Why Does Ice float on water Archimedes' Law of Floatation Explained
Everyone knows that ice floats on the water, size of the ice does not matter, big or small ice floats on the water.


Ice will not sink in the water.

Even icebergs which are big, huge in size keep on floating in the sea.

Archimedes (Greek) (c. 287 BC – 212 BC) was an ancient Greek mathematician, physicist, engineer, astronomer, and philosopher born in the seaport colony of Syracuse, Magna Graecia, what is now current day Sicily.
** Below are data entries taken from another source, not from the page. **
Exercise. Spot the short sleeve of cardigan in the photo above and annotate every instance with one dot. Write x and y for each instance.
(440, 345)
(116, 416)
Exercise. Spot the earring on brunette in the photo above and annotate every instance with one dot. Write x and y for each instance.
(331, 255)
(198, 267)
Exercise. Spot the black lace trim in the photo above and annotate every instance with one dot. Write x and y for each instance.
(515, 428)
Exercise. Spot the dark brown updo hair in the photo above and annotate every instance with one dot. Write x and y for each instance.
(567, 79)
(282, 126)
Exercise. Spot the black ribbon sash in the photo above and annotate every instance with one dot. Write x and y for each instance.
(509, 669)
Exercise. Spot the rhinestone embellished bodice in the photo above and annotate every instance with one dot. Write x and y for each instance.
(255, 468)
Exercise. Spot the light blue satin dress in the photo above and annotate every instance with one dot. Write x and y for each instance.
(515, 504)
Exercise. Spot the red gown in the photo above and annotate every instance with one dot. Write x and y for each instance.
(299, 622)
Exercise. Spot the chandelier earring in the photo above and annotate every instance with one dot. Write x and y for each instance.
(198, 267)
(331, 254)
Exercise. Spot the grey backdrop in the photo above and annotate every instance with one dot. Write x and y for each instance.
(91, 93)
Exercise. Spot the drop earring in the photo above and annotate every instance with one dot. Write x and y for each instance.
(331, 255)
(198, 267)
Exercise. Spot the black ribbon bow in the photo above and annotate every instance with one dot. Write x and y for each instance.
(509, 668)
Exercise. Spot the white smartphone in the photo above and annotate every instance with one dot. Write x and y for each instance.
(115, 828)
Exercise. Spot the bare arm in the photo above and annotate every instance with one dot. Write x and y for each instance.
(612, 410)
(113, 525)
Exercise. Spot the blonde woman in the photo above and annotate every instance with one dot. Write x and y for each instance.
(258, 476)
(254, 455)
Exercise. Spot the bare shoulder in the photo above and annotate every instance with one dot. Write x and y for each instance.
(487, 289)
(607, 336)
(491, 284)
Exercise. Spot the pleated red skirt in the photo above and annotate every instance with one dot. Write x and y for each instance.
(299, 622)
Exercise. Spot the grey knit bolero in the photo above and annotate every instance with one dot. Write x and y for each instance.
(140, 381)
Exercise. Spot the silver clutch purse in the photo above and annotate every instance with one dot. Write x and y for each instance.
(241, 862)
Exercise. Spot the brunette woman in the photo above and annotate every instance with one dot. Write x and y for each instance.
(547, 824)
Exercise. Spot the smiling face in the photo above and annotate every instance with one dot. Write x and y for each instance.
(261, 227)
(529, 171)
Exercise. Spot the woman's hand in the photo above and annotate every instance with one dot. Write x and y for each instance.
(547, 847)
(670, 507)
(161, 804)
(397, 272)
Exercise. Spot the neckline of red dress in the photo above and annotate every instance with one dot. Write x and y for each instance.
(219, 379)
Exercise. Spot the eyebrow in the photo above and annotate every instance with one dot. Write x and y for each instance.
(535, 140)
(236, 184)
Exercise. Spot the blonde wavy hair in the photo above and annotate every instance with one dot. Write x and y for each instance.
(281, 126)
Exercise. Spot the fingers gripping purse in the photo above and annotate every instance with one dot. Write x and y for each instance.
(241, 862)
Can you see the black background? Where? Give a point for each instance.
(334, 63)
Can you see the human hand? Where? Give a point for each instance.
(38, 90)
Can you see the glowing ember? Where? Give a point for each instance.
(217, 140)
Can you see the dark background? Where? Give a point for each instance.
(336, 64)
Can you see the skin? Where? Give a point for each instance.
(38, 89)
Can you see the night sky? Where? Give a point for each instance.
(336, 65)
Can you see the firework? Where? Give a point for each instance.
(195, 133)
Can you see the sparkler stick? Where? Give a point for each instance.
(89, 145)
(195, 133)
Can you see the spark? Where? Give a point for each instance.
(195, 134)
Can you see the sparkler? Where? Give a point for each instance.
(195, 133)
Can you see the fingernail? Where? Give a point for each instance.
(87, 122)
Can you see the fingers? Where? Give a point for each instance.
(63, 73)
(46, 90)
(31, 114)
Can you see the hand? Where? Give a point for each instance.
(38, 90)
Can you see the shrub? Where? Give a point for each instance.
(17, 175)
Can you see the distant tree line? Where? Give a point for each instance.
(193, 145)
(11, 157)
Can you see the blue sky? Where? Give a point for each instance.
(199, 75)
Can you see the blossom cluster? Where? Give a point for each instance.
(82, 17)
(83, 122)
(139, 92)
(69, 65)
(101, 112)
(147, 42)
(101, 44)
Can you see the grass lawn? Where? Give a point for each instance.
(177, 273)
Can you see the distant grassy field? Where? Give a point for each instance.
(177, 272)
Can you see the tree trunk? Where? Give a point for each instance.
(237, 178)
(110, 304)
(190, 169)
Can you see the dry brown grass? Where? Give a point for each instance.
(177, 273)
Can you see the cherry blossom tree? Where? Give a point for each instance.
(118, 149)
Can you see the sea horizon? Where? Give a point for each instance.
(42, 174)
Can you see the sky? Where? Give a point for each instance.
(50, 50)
Archimedes was born in 287 B.C. in Syracuse on the eastern coast of Sicily.
Archimedes lived for 75 years.
Archimedes received his formal education in Alexandria, Egypt which at the time was considered to be the 'intellectual center' of the world.
When he completed his formal studies in Alexandria, he returned and stayed in Syracuse, where he spent most of the rest of his life, devoting his time to research and experimentation in many fields


He created mechanics by discovering screw, compound pulley, lever and center of gravity.

He used geometrical methods to measure curves and the areas and volume of solids.

He also calculated the value of ‘Pi’ with a remarkable accuracy at 3.1408 and 3.1429.

Archimedes is generally considered to be the greatest mathematician of antiquity and one of the greatest of all time.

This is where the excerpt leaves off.